Housing fraud on the rise

Ken Harney, a nationally syndicated real estate columnist, writes in the Daily Herald:

Could today’s seductive conditions in the housing market — severely marked-down prices, record low interest rates and hundreds of thousands of foreclosures waiting to be resold — be breeding new generations of the very practices that led to the crash?

In an ironic twist, there are signs that the wreckage left over from the housing bust may be reigniting dubious real estate schemes and fraud.

One study found that loan “applicants’ dishonesty about their employment and income was up 9 percent from the same period the year before and a stunning 50 percent from the third quarter of 2009. The reason: Borrowers increasingly are falsifying W-2s and other records in order to meet the tougher debt-to-income thresholds lenders adopted following the bust and recession.”

Read the whole article at the Daily Herald.

This is nothing new. I’ve heard real estate agents and mortgage brokers counsel buyers to lie about one thing or another for as long as I’ve been around the business.
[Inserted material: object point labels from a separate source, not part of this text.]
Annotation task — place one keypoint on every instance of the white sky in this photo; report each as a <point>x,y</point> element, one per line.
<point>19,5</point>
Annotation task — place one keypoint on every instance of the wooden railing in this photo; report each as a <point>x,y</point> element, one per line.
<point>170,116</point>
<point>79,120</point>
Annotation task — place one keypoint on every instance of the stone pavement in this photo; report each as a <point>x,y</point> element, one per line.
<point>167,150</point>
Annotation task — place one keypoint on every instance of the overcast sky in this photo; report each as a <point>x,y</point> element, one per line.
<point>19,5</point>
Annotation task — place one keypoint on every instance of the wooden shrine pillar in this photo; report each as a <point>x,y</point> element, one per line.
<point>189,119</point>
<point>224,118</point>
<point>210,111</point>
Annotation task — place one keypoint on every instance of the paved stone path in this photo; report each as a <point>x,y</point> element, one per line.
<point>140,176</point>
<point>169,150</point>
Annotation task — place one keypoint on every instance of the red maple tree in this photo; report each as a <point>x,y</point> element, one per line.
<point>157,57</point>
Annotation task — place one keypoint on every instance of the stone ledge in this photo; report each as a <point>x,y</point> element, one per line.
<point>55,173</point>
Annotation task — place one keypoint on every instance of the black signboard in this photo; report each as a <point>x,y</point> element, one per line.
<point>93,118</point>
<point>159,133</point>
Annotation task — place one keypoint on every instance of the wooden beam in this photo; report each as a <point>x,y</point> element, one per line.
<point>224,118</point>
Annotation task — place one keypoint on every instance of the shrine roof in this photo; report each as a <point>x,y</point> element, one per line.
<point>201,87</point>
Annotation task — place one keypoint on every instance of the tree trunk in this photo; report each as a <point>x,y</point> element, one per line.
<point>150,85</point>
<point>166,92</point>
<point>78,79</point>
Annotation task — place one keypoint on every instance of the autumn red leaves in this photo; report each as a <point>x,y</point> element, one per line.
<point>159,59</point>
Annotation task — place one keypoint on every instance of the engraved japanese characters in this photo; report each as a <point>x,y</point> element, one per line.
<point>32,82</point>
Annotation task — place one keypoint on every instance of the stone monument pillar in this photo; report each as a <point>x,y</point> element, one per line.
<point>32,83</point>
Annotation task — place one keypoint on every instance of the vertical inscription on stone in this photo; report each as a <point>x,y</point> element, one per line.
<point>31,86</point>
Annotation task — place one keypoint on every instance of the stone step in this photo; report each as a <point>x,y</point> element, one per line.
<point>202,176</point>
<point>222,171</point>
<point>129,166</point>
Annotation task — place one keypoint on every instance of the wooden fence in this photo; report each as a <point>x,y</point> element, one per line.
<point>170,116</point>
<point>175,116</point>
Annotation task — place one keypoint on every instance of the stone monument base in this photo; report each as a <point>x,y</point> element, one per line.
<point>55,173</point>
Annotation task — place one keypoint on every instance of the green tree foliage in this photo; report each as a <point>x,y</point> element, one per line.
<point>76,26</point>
When confronted with the fact that the behavior would be criminal the individuals typically respond that “everyone’s doing it” or “there’s zero risk of getting caught.”

Everyone’s not doing it, and most real estate agents would never advise committing fraud. If you encounter an agent or a mortgage broker who does, protect yourself by getting out of the relationship immediately. An agent or broker who counsels you to lie and commit a crime will not hesitate to lie to you.